Yours ever, Vaizey
Sir: Peregrine Worsthorne prudently left for Australia just before he discussed my children in the Spectator (Notebook, 13 January). My wife has therefore been unable to hit him with a rolling pin. As a friend of his, may I say, I would never discuss his children in the public press, though I did refer in a scholarly work to his stepfather, once Governor of the Bank of England, as deranged. Perry and his relations have changed their names so often that I did not know of his relationship. In any case, his stepfather, as well as being dead at the time, had been a most powerful public figure. My children are alive and are not public figures.

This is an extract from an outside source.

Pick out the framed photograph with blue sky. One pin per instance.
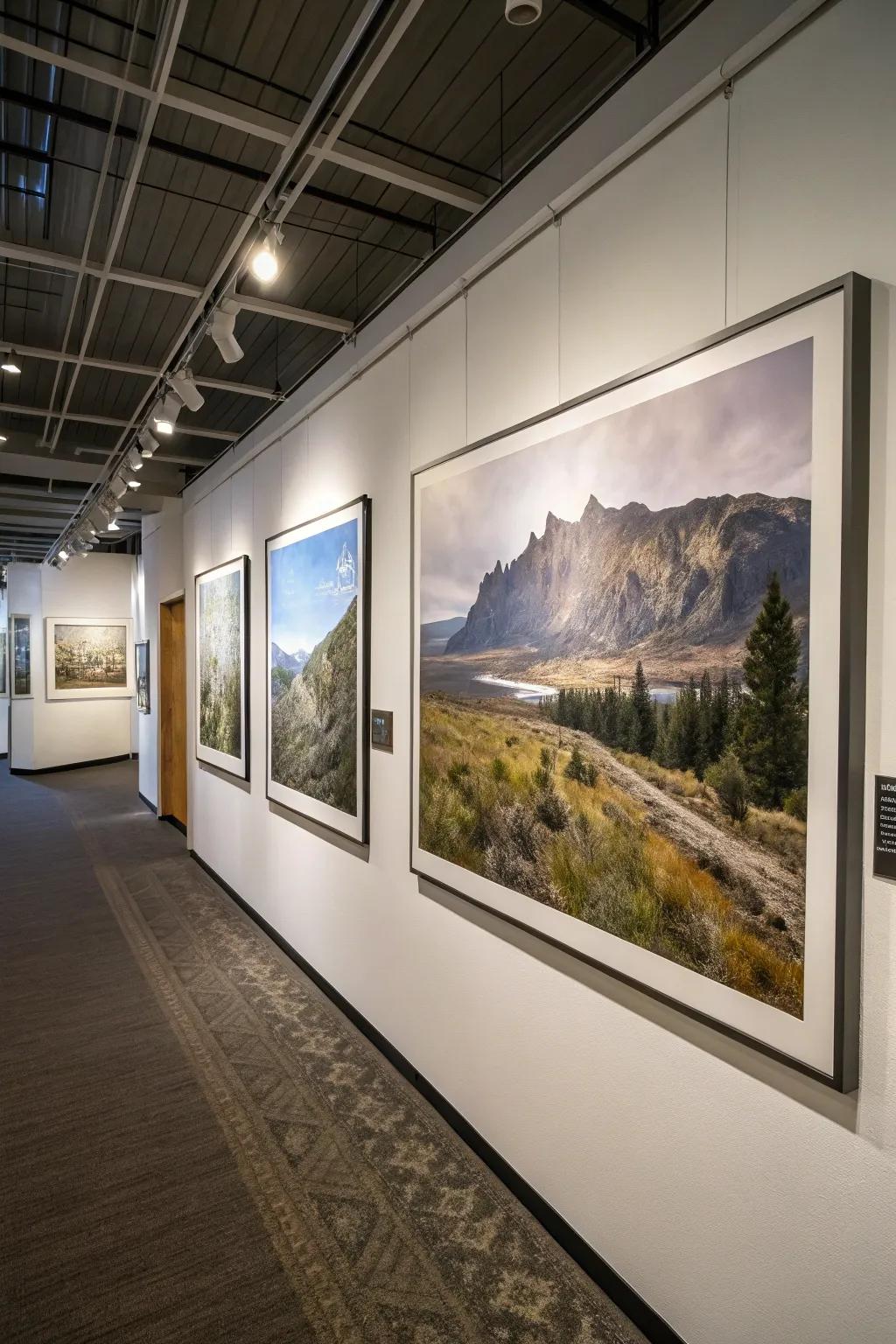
(318, 669)
(222, 667)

My simple point is that Montagu Norman's problems may, by some genetic quirk, have descended to Perry. (Perhaps Perry should be an honorary 'Hon'.) Norman, you will recall, thought that the cable announcing to him that Britain was leaving the gold standard in 1931 meant that his mother was leaving for her annual holiday, a somewhat splendid muddle. Perry, with a similar lack of grasp of reality, refers to my being 'huffy' with my children's head teachers.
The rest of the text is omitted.